I was home free at the top of the stairs now. I couldn’t picture Pecksniff running up the stairs to catch me in the driveway. I’d call in sick or find some other nonsense to tell young Charlie, and he wouldn’t believe me any more than Pecksniff would, but so what? He’d have to send someone else, and the deed would be done.

If it were done when ’tis done, then ’twere well
It were done quickly…

I froze. Something was not right. That’s really saying something, in a place where nothing was right. I was in the little roundabout room, and I looked at all the doors leading out, and recognized the kitchen in an instant.
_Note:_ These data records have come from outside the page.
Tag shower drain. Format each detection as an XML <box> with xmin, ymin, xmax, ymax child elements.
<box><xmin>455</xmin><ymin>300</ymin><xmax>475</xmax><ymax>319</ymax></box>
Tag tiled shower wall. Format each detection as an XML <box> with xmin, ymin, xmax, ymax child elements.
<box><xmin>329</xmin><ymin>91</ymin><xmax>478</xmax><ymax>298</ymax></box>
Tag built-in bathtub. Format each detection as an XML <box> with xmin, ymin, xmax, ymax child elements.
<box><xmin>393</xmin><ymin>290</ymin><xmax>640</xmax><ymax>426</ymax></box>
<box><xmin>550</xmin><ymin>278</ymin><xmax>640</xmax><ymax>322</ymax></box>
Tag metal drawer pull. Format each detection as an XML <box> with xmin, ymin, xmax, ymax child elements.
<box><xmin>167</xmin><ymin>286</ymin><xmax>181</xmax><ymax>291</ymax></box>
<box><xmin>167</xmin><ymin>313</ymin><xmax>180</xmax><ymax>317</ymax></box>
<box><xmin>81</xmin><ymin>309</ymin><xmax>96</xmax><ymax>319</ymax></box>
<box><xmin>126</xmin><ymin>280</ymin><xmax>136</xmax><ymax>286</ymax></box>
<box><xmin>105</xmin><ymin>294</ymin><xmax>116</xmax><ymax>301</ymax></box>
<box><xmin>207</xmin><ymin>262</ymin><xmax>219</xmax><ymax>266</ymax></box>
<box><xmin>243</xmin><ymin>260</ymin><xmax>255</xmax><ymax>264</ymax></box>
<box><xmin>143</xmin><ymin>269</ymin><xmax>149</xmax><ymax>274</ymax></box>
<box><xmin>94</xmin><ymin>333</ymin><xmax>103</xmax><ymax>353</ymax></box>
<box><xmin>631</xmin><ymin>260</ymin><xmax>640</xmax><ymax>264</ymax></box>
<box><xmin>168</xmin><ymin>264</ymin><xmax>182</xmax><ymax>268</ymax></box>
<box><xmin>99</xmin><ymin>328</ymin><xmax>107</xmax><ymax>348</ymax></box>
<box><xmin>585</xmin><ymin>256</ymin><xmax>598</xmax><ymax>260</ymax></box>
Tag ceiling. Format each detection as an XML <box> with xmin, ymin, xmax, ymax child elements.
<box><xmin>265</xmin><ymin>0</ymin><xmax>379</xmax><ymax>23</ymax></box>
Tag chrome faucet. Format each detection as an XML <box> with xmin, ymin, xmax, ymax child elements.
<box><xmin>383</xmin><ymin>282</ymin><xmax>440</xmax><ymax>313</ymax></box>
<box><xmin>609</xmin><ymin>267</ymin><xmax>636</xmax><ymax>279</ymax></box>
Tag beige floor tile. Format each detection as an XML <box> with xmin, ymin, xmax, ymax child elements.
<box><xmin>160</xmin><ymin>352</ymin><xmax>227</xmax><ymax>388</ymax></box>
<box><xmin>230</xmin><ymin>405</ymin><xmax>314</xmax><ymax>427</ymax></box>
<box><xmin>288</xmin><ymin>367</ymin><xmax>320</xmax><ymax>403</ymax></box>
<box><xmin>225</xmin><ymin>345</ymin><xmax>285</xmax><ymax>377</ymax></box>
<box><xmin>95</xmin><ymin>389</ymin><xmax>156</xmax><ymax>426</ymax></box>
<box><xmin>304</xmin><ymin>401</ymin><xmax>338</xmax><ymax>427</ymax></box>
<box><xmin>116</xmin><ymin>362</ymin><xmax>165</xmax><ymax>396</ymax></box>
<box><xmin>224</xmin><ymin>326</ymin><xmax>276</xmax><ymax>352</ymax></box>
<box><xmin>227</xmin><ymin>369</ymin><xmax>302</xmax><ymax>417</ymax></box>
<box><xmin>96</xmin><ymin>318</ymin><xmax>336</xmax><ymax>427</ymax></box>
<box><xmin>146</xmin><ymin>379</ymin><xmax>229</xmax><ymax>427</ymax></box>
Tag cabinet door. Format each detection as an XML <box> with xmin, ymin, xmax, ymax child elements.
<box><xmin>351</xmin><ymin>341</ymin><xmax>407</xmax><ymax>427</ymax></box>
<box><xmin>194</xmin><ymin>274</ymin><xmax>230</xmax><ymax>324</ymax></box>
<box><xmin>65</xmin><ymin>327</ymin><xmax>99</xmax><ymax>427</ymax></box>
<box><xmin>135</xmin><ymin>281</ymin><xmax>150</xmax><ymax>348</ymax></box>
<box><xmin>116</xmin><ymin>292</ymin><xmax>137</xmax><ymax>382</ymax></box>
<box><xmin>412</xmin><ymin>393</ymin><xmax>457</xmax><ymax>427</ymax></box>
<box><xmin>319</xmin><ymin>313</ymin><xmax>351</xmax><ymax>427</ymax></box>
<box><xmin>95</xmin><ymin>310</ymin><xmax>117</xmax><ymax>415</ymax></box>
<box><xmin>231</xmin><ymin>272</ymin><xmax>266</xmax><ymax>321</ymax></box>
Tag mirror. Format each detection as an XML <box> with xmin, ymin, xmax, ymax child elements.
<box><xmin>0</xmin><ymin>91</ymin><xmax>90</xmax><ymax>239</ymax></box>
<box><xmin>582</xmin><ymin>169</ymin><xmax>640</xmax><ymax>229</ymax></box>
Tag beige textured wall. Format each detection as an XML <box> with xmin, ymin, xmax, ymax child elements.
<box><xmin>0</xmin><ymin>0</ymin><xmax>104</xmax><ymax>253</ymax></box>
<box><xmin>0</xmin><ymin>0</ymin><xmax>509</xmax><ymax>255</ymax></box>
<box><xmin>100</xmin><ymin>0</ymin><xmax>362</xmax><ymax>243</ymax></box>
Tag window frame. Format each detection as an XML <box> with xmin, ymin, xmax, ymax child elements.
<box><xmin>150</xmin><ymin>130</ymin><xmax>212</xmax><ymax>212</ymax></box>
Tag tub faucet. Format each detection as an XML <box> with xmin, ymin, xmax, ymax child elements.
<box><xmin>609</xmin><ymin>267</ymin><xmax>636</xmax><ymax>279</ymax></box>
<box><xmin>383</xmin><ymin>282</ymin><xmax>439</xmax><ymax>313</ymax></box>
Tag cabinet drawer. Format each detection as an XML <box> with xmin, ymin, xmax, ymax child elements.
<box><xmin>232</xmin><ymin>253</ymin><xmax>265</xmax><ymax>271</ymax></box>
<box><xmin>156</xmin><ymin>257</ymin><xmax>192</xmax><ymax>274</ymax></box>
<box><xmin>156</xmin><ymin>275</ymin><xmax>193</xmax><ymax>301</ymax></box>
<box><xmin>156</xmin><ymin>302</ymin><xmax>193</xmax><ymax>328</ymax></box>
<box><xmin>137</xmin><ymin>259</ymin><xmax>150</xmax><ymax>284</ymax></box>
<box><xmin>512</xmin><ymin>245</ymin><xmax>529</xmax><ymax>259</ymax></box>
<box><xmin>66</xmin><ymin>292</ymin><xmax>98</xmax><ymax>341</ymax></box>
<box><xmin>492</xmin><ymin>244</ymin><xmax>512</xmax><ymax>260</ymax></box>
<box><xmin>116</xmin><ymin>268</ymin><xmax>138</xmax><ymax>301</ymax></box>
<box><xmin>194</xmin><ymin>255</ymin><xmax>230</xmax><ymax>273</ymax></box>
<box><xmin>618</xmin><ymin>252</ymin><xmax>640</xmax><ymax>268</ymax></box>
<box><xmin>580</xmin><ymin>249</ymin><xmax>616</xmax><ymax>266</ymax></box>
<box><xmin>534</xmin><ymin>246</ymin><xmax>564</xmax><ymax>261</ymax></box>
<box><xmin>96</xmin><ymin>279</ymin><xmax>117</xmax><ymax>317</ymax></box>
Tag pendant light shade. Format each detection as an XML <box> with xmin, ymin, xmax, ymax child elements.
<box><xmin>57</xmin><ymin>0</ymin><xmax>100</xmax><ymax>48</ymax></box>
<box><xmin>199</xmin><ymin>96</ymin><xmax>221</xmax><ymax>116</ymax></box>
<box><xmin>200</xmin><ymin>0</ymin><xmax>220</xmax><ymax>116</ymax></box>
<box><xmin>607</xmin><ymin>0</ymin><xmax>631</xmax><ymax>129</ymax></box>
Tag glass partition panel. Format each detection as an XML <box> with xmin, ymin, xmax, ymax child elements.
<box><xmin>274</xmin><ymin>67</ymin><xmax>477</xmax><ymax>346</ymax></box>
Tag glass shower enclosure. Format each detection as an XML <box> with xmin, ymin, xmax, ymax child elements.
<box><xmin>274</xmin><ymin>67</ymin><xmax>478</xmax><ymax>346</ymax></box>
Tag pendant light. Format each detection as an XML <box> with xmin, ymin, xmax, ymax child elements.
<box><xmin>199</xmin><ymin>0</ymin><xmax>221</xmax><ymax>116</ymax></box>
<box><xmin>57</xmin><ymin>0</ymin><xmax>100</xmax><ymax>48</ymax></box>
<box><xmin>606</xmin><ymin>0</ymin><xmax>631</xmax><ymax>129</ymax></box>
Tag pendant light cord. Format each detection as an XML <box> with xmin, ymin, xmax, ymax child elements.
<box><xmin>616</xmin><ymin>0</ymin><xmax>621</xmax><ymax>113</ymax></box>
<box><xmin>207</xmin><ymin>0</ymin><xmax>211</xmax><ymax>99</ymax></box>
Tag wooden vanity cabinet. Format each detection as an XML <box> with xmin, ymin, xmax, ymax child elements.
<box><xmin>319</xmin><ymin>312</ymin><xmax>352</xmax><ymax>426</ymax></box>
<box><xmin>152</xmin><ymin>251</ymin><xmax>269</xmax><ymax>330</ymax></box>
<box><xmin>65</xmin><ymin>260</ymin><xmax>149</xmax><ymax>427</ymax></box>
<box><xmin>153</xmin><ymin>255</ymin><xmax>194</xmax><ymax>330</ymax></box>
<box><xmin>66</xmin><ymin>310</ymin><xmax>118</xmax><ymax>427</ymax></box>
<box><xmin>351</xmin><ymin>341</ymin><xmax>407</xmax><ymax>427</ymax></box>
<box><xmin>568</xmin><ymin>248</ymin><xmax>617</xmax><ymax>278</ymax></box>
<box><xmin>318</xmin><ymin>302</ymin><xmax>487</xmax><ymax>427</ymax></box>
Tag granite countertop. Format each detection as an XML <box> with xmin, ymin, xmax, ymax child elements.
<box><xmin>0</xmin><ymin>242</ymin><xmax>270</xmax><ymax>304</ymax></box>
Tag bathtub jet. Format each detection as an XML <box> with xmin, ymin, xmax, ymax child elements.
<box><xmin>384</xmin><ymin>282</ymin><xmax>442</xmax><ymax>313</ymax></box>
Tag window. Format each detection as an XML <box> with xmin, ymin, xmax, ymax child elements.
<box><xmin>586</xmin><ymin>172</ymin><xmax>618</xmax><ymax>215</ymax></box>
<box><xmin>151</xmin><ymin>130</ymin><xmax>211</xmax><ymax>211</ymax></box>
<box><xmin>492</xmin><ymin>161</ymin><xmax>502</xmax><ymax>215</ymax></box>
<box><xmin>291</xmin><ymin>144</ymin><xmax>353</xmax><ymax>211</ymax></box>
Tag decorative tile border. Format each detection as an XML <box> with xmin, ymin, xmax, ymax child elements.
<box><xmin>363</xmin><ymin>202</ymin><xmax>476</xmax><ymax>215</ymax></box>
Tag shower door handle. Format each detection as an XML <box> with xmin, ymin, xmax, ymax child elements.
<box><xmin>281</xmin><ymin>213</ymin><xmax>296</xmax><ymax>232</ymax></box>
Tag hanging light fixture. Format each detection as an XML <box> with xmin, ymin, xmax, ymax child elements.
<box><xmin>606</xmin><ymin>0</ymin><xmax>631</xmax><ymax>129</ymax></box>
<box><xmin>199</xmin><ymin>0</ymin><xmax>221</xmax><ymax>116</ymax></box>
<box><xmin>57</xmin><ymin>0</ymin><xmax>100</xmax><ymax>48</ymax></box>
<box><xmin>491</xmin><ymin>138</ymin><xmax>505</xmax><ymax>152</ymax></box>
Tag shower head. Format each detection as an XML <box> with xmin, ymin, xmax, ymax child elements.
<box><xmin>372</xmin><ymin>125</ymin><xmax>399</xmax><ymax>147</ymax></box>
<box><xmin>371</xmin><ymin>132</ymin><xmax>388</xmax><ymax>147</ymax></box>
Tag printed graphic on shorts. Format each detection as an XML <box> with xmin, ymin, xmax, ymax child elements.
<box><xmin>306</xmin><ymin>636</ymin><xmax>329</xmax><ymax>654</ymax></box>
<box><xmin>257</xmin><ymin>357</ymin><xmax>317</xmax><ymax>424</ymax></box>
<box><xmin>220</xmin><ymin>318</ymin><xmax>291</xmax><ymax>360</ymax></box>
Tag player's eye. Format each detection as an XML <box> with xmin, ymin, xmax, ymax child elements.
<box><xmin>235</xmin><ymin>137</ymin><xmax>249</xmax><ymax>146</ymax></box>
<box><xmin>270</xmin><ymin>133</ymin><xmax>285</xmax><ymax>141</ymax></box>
There was a noise in there.

I looked back down the stairs, and Pecksniff was gone. Back to his shrine, to atone for my intrusion? Who knows? Maybe he was tired from a long morning of tormenting contractors and needed to hang upside-down for a while to refresh himself. The noise couldn’t be him. It was a sort of drumming sound, down in the bass register, and a nasty, high-pitched hissing, muffled and indistinct, and it was coming from the kitchen.